С точки зрения Пилата, учение Иешуа — это утопия, не имеющая ни малейшего отношения к реальности. Проповедь о том, что каждый человек добр, что злых людей нет, кажется Пилату смехотворной. Он готов с фактами в руках опровергнуть это учение: «А вот, например, кентурион Марк, его прозвали Крысобоем, — он — добрый?» Иешуа, нисколько не сомневаясь, подтверждает это очевидно абсурдное предположение. И объясняет, что Марк стал жесток и черств, потому что он очень несчастлив, «с тех пор как добрые люди изуродовали его». Факты для Иешуа не являются доказательством его веры, он и так прекрасно знает, что люди ведут себя чудовищно. Факт и истина совсем не всегда совпадают и вовсе не являются синонимами. И, вообще, факт — не является доказательством в сфере любви и веры.

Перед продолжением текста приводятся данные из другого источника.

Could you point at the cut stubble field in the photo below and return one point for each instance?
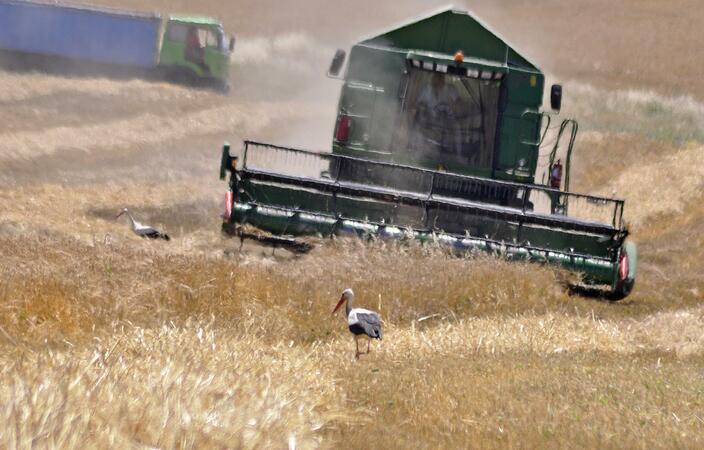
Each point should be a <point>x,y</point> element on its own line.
<point>110,341</point>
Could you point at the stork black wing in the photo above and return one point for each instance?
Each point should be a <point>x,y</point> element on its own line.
<point>371,324</point>
<point>156,234</point>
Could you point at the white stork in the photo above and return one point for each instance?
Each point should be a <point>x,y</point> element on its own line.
<point>143,230</point>
<point>362,322</point>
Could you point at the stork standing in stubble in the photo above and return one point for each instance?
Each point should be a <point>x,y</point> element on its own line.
<point>141,230</point>
<point>362,322</point>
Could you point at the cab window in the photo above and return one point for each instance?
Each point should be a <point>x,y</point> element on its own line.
<point>450,118</point>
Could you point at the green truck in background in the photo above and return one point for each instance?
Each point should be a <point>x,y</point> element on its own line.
<point>68,37</point>
<point>207,59</point>
<point>438,137</point>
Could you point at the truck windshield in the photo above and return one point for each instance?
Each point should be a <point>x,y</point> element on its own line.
<point>449,119</point>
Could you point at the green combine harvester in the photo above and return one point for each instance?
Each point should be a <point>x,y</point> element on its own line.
<point>438,138</point>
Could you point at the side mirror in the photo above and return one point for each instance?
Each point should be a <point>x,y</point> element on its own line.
<point>556,97</point>
<point>337,62</point>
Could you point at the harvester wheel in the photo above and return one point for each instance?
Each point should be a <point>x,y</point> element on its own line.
<point>626,273</point>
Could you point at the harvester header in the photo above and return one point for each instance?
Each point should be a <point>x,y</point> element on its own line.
<point>438,137</point>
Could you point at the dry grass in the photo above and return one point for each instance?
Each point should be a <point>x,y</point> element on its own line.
<point>121,344</point>
<point>110,341</point>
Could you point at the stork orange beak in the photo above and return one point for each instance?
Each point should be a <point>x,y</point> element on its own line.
<point>342,300</point>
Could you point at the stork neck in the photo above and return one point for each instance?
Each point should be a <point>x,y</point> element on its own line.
<point>134,224</point>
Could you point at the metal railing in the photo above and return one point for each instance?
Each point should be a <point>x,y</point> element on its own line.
<point>412,185</point>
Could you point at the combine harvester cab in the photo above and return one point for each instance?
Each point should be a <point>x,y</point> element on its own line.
<point>437,137</point>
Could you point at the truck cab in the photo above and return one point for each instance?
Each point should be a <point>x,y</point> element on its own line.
<point>442,93</point>
<point>196,48</point>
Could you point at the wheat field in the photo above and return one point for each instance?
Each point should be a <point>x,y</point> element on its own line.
<point>108,341</point>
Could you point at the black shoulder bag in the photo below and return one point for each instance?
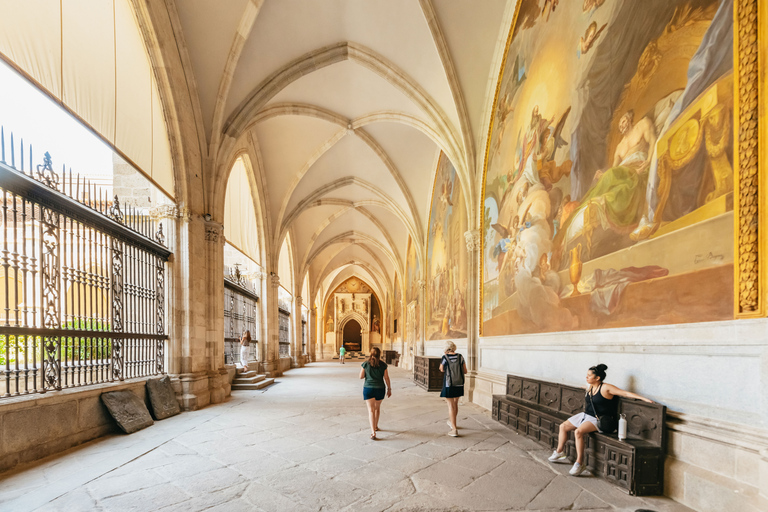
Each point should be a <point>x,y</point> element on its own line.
<point>605,424</point>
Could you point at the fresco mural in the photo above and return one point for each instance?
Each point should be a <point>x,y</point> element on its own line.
<point>398,308</point>
<point>608,190</point>
<point>446,308</point>
<point>412,273</point>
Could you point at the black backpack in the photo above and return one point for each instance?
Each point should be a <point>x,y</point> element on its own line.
<point>454,371</point>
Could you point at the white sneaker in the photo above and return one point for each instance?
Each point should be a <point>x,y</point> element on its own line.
<point>577,469</point>
<point>558,458</point>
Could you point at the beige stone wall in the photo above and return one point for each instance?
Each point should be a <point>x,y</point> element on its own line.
<point>713,378</point>
<point>36,426</point>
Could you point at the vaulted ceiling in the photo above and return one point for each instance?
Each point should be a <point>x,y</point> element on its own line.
<point>347,105</point>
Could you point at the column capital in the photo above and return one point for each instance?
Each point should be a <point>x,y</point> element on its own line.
<point>214,232</point>
<point>472,237</point>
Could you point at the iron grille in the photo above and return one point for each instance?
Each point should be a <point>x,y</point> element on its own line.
<point>82,282</point>
<point>285,345</point>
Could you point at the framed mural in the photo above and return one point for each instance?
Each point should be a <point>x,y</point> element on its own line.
<point>608,190</point>
<point>446,286</point>
<point>412,277</point>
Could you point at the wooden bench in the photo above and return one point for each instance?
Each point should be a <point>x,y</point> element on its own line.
<point>427,374</point>
<point>536,409</point>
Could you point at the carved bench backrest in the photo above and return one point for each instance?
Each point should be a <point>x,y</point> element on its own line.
<point>644,421</point>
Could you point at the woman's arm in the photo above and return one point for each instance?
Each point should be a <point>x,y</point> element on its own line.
<point>613,390</point>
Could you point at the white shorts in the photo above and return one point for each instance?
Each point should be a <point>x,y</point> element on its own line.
<point>578,419</point>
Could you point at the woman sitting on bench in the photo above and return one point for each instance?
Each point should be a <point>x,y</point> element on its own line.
<point>598,402</point>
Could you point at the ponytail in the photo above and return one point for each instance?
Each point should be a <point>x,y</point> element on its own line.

Оказывается, Иешуа имеет в виду идею, с которой не может не быть знаком каждый христианин, но до явления Христа мир не знал такого учения о человеке. Речь идет о заложенной в каждого человека возможности быть добрым, ибо человек есть образ и подобие Божие. Нет ни малейшего сомнения в том, что Булгаков в своем романе стремился минимизировать религиозную отвлеченную богословскую проповедь. Его герой поражает Пилата не столько словами своего учения, сколько своим поведением. Учение Иешуа кажется Пилату абсолютно не имеющим никакого отношения к реальности. А вот рисунок поведения Иешуа (безукоризненно христианский, скажем мы), производит на Пилата неизгладимое впечатление. Полная внутренняя свобода, опора на свою правоту, отсутствие страха, способность деятельного сочувствия чужой боли, осуждение самоубийства как малодушия, полное неприятие насилия, твердая вера в единого Бога, доброжелательность к каждому человеку, отказ от осуждения и обличения своих гонителей — делают образ Иешуа человечным и убедительно прекрасным.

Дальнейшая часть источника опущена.